What is the difference between return and expected return?

3

At a time step $t$, for a state $S_{t}$, the return is defined as the discounted cumulative reward from that time step $t$.

If an agent is following a policy (which in itself is a probability distribution of choosing a next state $S_{t+1}$ from $S_{t}$), the agent wants to find the value at $S_{t}$ by calculating sort of "weighted average" of all the returns from $S_{t}.$ This is called the expected return.

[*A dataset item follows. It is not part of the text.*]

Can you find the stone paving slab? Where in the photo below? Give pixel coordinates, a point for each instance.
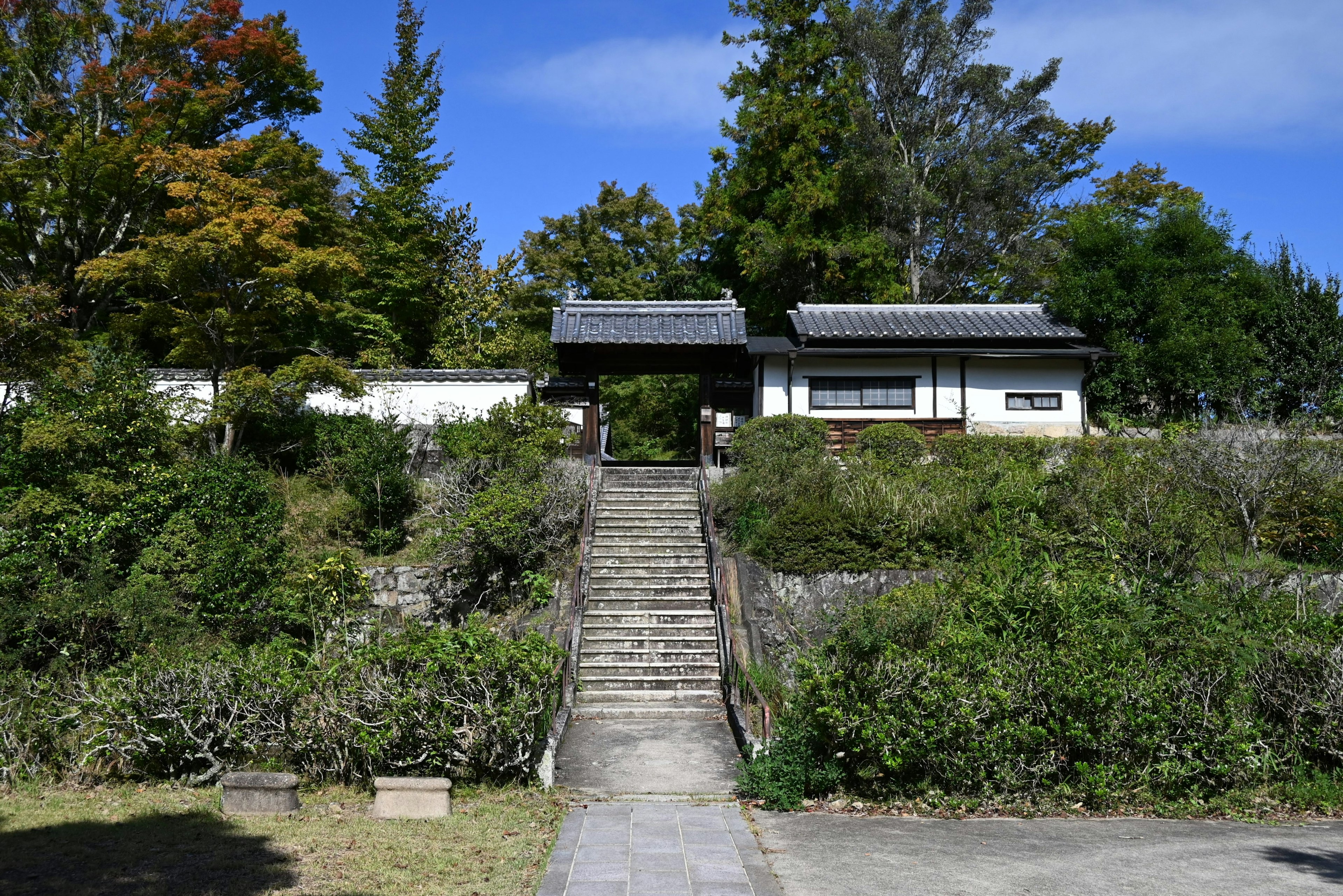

Is my understanding correct?

digi philos

Posted 2019-06-30T15:12:14.500

Reputation: 31

Answers

0

Formally, the return (also known as the cumulative future discounted reward) can be defined as

$$ G_t = \sum_{k=0}^\infty \gamma^k R_{t+k+1}, $$

where $0 \leq \gamma \leq 1$ is the discount factor and $R_{i}$ is the reward at time step $i$. Here $G_t$ and $R_i$ are considered random variables (and r.v.s are usually denoted with capital letters, so I am using the notation used in the book Reinforcement Learning: An Introduction, 2nd edition).

The expected return is defined as

\begin{align} v^\pi(s) &= \mathbb{E}\left[G_t \mid S_t = s \right] \\ &= \mathbb{E}\left[\sum_{k=0}^\infty \gamma^k R_{t+k+1} \bigm\vert S_t = s \right] \end{align}

In other words, the value of a state $s$ (associated with a policy $\pi$) is equal to the expectation of the return $G_t$ given that $S_t = s$, so $v^\pi(s)$ is defined as a conditional expectation. Note also that the expected value is usually defined with respect to a random variable, which is the case. Note also that $S_t$ is a random variable, while $s$ is a realization of this random variable.

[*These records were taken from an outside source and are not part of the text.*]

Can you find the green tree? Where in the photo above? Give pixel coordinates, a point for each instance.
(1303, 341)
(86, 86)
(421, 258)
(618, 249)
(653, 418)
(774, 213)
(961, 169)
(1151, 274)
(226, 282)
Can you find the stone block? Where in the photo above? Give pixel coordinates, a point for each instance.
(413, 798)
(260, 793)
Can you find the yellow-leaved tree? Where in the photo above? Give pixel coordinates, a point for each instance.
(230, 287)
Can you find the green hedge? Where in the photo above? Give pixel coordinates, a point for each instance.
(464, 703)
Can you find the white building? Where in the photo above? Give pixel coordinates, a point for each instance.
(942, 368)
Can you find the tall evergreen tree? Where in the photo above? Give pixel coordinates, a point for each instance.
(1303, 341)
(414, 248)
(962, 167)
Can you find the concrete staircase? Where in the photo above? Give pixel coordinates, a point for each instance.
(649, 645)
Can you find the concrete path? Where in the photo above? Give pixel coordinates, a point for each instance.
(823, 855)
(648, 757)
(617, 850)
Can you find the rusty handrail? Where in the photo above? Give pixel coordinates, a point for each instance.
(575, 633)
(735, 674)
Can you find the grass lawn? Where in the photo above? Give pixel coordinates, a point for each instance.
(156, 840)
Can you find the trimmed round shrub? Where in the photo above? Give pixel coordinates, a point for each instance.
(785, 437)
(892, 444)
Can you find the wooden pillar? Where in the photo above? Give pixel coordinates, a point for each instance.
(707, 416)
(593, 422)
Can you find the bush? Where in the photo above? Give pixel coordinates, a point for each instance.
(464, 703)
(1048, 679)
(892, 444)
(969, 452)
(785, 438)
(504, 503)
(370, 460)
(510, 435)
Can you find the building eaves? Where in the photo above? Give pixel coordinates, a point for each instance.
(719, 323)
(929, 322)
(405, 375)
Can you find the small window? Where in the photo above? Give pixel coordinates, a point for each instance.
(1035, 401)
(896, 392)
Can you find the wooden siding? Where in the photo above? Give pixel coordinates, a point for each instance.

A policy is not a probability distribution of choosing the next state. A stochastic policy is a family of a conditional probability distribution over actions given states. There are also deterministic policies. Have a look at this question What is the difference between a stochastic and a deterministic policy? for more details about the definition of stochastic and deterministic policies.

If an agent is following a policy, the agent wants to find the value at $S_{t}$ by calculating sort of "weighted average" of all the returns from $S_{t}.$ This is called the expected return.

In the case of Monte Carlo Prediction, the value of a state associated with a specific policy, that is, the expected value of the return given a state is approximated with a finite (weighted) average. See e.g. What is the difference between First-Visit Monte-Carlo and Every-Visit Monte-Carlo Policy Evaluation?. Furthermore, note that the expectation of a discrete random variable is defined as a weighted average. However, the return is not a discrete random variable, but, in general, it is a continuous one.

nbro

Posted 2019-06-30T15:12:14.500

Reputation: 19 783

2It would help the OP I think if you more carefully differentiate and explain the difference between random distributions (usually noted with capital letters e.g. $R_t$) and data/observations (usually noted with lower-case letters e.g. $r_t$). The notation you are currently using in this answer is very loose in that regard – Neil Slater – 2019-06-30T16:33:06.557

0

You're correct, the return is the discounted future reward from the one iteration while the expected return is averaged over a bunch of iterations.

lzl

Posted 2019-06-30T15:12:14.500

Reputation: 101